A spanning tree T in a graph G is a tree comprising all the vertices in G and some (or possibly all) of the
edges in G. A spanning tree exists in G if and only if G is connected. A minimum spanning tree in a
weighted graph is a spanning tree in which the sum of the weights of the edges in the spanning tree is the
minimum possible for graph. There could be more than one possible spanning tree, or minimum
spanning tree, in the graph. The size of a minimum spanning tree is always |V| - 1. Like all trees,
spanning trees are acyclic. In an un-weighted graph, a minimum spanning tree can be made by assigning
all the edges the weight of 1.
Prim's algorithm
Pseudocode:
Min-heap initialization
inputs: A graph, a function returning edge weights weight-function, and an initial vertex
Initial placement of all vertices in the 'not yet seen' set, set initial vertex to be added to the tree, and place
all vertices in a min-heap to allow for removal of the min distance from the minimum graph.
for each vertex in graph
set min_distance of vertex to ∞
set parent of vertex to null
set minimum_adjacency_list of vertex to empty list
set is_in_Q of vertex to true
set min_distance of initial vertex to zero
add to minimum-heap Q all vertices in graph, keyed by min_distance
Algorithm
In the algorithm description above,
nearest vertex is Q[0], now latest addition
fringe is v in Q where distance of v < ∞ after nearest vertex is removed
not seen is v in Q where distance of v = ∞ after nearest vertex is removed
The while loop will fail when remove minimum returns null.

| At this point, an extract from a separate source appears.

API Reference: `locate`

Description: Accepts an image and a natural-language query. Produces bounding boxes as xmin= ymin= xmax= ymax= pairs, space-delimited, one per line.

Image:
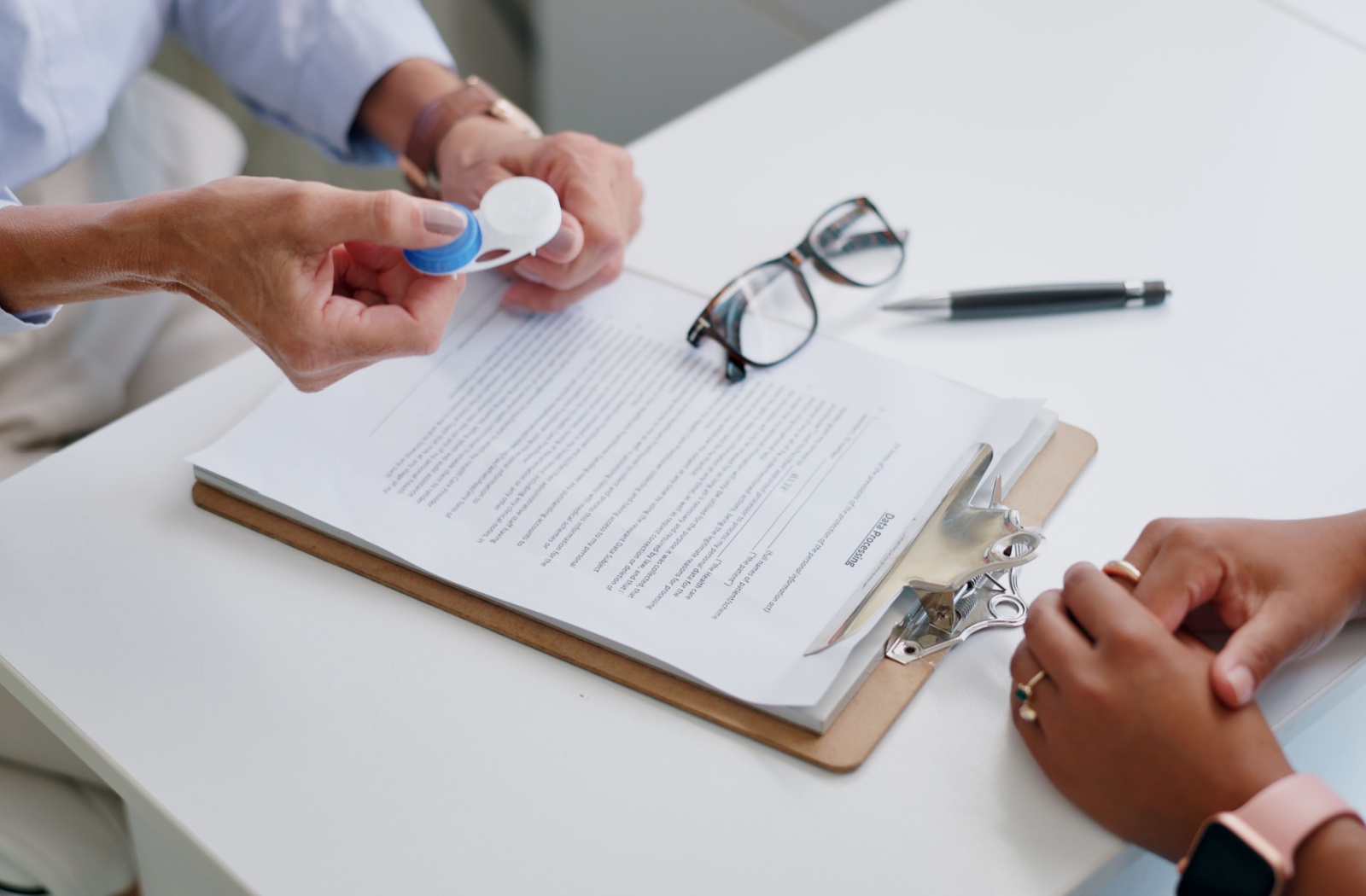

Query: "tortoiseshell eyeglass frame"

The adjacency list is set to allow a
directional graph to be returned.
time complexity: V for loop, log(V) for the remove function
while latest_addition = remove minimum in Q
set is_in_Q of latest_addition to false
add latest_addition to (minimum_adjacency_list of (parent of
latest_addition))
add (parent of latest_addition) to (minimum_adjacency_list of
latest_addition)
time complexity: E/V, the average number of vertices
for each adjacent of latest_addition
if (is_in_Q of adjacent) and (weight-function(latest_addition,
adjacent) < min_distance of adjacent)
set parent of adjacent to latest_addition
set min_distance of adjacent to weightfunction(latest_addition, adjacent)
time complexity: log(V), the height of the heap
update adjacent in Q, order by min_distance
Proof of correctness
Let P be a connected, weighted graph. At every iteration of Prim's algorithm, an edge must be found that
connects a vertex in a subgraph to a vertex outside the subgraph. Since P is connected, there will always
be a path to every vertex. The output Y of Prim's algorithm is a tree, because the edge and vertex added to
Y are connected. Let Y1 be a minimum spanning tree of P. If Y1=Y then Y is a minimum spanning tree.
Otherwise, let e be the first edge added during the construction of Y that is not in Y1, and V be the set of
vertices connected by the edges added before e. Then one endpoint of e is in V and the other is not. Since
Y1 is a spanning tree of P, there is a path in Y1 joining the two endpoints. As one travels along the path,
one must encounter an edge f joining a vertex in V to one that is not in V. Now, at the iteration when e
was added to Y, f could also have been added and it would be added instead of e if its weight was less
than e. Since f was not added, we conclude that 𝑊(𝑓) ≥ 𝑤(𝑒).
Let Y2 be the graph obtained by removing f and adding e from Y1. It is easy to show that Y2 is
connected, has the same number of edges as Y1, and the total weights of its edges is not larger than that
of Y1, therefore it is also a minimum spanning tree of P and it contains e and all the edges added before it
during the construction of V. Repeat the steps above and we will eventually obtain a minimum spanning
tree of P that is identical to Y. This shows Y is a minimum spanning tree.